Did you know if you own a home or a car in another state, besides the probate process in your home state, your beneficiaries might need to go through another, ancillary, form of probate to receive it? Having your assets transferred to your heirs after you pass away can be something that you want to think through and plan for carefully because you want to do it the right way for your family.
Without advance planning, the laws of the state where the property is located may determine how it is divided and distributed. You can, however, plan forward for this property. For example, you could fund it into your own trust agreement which can guide the process across state lines.
Let us share insight and tips with you right here on estate planning with a possible ancillary probate in mind.
Typical Ancillary Probate Procedures
The domicile state is where you have a last will and testament filed for property in the state where you live. The laws of your home state will determine how your property will be divided. This is where all probate procedures start.
Though you might have listed out-of-state property in that will, the probate court where that property is located will have jurisdiction. The out-of-state court may also accept this will or have its own independent process for admitting a will from another state.
The ancillary probate process is often shorter than the one in the primary state. The executor or personal representative of the primary last will and testament, however, will most likely need a lawyer in the second or third state to handle the procedure.

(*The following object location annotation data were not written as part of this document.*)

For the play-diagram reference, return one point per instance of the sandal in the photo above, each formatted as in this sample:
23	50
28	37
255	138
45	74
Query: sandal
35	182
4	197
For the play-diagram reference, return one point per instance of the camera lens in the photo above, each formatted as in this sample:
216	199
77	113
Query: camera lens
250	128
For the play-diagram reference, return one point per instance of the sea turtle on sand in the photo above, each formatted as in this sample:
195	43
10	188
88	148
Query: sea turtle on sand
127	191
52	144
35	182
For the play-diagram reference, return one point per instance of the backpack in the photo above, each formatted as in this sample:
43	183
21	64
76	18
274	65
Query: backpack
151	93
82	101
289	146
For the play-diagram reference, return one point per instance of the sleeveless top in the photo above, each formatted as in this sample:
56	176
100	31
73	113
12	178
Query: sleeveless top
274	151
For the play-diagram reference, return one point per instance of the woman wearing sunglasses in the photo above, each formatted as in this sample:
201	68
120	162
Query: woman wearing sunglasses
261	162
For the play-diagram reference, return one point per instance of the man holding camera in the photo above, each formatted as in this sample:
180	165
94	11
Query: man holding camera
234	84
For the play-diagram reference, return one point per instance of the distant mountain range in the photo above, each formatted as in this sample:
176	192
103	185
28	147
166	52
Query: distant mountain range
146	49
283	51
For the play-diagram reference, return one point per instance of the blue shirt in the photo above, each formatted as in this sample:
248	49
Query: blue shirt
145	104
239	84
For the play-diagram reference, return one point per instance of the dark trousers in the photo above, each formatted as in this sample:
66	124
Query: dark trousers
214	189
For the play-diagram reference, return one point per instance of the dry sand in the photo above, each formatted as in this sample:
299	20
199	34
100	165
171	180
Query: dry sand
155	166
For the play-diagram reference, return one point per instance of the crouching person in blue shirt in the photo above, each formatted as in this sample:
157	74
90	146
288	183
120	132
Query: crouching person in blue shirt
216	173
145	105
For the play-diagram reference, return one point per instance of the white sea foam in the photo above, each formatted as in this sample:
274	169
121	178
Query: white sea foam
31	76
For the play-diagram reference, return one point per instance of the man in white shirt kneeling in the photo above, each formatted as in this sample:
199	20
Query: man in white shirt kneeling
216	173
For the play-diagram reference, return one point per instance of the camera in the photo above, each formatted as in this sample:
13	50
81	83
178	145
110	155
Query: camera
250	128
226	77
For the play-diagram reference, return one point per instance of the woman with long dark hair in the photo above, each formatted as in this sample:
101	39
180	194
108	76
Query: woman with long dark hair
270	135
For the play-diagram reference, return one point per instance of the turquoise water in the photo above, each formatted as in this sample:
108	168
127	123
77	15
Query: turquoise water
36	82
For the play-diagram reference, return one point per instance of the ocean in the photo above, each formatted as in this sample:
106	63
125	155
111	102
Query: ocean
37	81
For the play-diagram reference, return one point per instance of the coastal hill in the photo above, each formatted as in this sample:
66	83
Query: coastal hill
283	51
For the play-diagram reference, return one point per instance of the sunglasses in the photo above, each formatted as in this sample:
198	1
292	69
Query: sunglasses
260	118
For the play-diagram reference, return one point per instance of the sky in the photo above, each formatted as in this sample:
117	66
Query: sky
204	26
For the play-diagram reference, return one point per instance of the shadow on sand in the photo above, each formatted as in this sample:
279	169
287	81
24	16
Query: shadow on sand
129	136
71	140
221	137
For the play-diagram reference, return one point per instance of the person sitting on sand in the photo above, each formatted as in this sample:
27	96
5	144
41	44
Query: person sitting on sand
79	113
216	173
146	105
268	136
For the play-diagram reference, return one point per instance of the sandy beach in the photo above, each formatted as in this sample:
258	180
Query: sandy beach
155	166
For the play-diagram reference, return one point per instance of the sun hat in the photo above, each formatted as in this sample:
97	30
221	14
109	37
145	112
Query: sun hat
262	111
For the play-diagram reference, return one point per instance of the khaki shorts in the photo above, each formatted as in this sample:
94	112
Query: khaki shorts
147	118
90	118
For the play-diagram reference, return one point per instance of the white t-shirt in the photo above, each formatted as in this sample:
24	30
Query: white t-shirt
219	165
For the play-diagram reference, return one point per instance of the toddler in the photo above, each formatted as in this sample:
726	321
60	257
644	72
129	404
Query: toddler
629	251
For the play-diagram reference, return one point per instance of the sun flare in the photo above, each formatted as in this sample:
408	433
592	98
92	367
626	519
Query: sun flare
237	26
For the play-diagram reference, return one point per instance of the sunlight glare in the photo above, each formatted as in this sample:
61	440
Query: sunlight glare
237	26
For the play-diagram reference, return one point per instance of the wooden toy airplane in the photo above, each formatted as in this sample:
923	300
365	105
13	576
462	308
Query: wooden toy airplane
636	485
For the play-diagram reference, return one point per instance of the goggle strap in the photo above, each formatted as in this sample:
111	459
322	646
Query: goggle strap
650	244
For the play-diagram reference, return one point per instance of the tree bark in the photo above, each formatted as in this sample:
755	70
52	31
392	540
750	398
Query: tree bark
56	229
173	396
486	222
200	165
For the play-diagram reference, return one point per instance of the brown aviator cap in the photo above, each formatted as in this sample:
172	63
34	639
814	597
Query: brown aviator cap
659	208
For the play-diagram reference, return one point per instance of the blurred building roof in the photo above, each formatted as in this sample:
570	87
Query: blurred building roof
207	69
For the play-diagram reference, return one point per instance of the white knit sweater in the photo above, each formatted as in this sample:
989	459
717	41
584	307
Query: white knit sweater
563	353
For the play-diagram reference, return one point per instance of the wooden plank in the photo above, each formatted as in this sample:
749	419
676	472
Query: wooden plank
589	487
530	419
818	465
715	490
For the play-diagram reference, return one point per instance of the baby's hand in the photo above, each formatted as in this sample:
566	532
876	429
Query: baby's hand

The executor will need similar powers and responsibilities in each state for authority over the property. This could include selling or transferring it according to the will instructions and additional state’s probate laws.
Ancillary probate might not be required, however, if you plan ahead through your estate plan.
This means working with your attorney to take measures to transfer ownership before you die. For example, together you may discuss the pros and cons of adding one of your heirs on the title of your out of state property. Remember, state regulations differ. It is always best to talk to your estate planning attorney to determine how they apply in the locations involved.